Thursday, September 14, 2006


Gyeong-Ju

We spent our last three nights in Korea at a hostel run by a Mukashi-Nihonjin (old or ex- Japanese) in Gygongju. He had a small old voice, just like our Japanese teacher in Japan.
Gygongju was the ancient capital of the Silla empire, and today, it is a proud city. In its parks are huge burial mounds of Silla kings whose names have mostly been forgotten. The city is full of stinky fish markets and bustling streets with a seemingly unreasonable number of shops selling clothes. Just like in Japan, teh young people here wear silly English shirts that say things like "Return to Africa", "World Without Strangers", "Every Jack and Lucy Gill"....




Korea is hot. Scorching sun, high humidity, we drink lots of bottled water.
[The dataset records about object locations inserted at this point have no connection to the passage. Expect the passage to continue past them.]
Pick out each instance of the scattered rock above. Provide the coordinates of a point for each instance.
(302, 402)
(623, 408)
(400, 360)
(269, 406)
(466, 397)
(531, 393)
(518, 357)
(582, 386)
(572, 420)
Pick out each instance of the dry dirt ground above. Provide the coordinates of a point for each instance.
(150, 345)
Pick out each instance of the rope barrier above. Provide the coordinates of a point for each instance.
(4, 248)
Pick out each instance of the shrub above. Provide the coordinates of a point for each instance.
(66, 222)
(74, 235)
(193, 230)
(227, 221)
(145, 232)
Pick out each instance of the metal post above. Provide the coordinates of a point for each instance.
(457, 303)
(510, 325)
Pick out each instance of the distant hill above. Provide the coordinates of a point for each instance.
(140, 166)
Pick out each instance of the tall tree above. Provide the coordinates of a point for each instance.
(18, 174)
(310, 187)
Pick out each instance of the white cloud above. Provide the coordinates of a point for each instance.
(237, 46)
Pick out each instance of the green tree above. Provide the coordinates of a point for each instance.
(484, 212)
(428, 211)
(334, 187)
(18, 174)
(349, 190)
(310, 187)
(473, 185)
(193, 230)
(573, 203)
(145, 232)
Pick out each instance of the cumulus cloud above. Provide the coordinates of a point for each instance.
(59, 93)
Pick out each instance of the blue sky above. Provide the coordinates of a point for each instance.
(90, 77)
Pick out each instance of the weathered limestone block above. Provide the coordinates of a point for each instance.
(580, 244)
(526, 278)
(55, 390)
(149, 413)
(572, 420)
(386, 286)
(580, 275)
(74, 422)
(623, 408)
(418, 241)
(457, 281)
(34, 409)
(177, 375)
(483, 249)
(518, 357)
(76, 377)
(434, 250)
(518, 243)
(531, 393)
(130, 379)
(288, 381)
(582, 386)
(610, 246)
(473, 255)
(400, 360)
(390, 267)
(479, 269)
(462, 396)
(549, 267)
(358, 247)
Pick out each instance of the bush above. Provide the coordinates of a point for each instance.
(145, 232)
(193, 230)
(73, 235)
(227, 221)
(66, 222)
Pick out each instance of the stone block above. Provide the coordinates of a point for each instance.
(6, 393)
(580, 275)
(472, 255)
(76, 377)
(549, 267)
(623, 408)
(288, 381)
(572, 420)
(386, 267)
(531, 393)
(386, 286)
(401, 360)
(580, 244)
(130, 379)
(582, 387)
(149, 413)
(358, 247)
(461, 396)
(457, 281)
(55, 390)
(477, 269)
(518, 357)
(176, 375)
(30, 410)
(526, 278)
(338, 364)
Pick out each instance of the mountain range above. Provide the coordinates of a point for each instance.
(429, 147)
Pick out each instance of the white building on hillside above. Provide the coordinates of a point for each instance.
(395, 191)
There are more churches than temples, and they all look the same. At night they all have a big glowing red cross high in the sky. The downtown streets are lit with neon at night, but are surprisingly silent. The countryside here is more like Europe's than Japan's -- wide valleys with only glowing green rice fields, and no houses. In Japan, I never saw flat land that wasn't dotted with houses. Only plastic greenhouses and long plastic umbrellas covering the rows of vineyards reminded me of Japan. Some towns here consist almost entirely of highrise apartments. A few vertical neighborhoods and then countryside, fields and forest again. The Koreans seem to have the same love of building bridges over towns and fields as teh Japanese. Korean forests are less managed. Crooked, nobbly pines are most common--not the good straight lumber-forests of Japan.
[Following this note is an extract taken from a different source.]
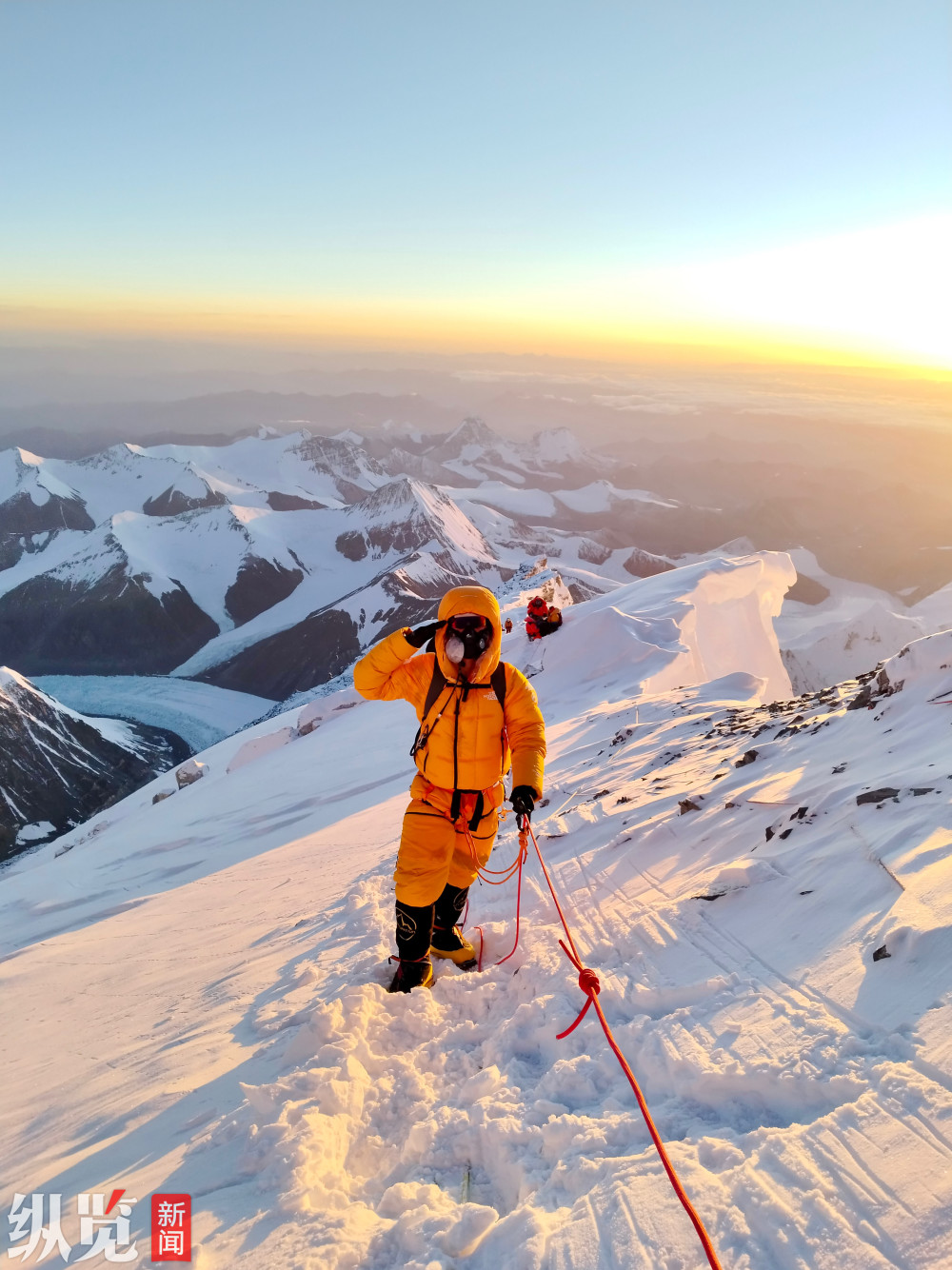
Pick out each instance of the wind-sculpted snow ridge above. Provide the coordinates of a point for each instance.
(761, 884)
(684, 626)
(837, 627)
Korea has visible problems. Poverty, beggars with damaged limbs who crawl through subway cars, who yell at people who don't give, who display their injuries, who wait in the sun for pocket change. They don't hide it in Korea. People fight, have arguements in the street. We saw an old man shove an old lady as she shouted at him and threw cardboard at him. Farmers sit on the sidewalk or on pieces of styrofoam and sell wilting vegetables and bruised fruit. They sell them for almost nothing. Perhaps Japan would be less shy and superficial if it were poorer. I wonder what it was like when it was poor, if I would recognize the culture the Japanese grandparents grew up in.
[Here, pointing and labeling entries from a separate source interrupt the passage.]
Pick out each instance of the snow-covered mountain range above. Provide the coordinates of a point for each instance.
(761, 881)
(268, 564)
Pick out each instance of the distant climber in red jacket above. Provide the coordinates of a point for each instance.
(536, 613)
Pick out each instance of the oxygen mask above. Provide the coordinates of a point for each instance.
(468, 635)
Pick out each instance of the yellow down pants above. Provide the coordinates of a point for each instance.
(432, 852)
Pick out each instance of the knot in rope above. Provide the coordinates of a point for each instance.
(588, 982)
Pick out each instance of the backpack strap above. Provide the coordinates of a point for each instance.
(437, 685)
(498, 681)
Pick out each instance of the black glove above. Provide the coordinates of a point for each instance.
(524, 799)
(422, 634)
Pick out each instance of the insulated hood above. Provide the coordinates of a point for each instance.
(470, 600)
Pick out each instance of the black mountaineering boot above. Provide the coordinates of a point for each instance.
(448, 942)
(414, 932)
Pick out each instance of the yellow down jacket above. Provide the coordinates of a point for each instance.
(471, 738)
On the trains and subways, people will come on to sell things. On this train, a man walks through the train chanting like a monk and carrying bags of dried squid, and now he's changed to selling something else. On the subways in Pusan, one man sold a vegetable slicer and covered his face with thin slices of cucumber during his well-rehearsed skit. He even sold a few for $5 each. Another salesman, who didn't sell anything while we watched, sold mats that were foil on one side and tatami on the other. He folded them and unfolded them, giving reasons we didn't understand why we should buy them.

In Korea, there are only 250 last names.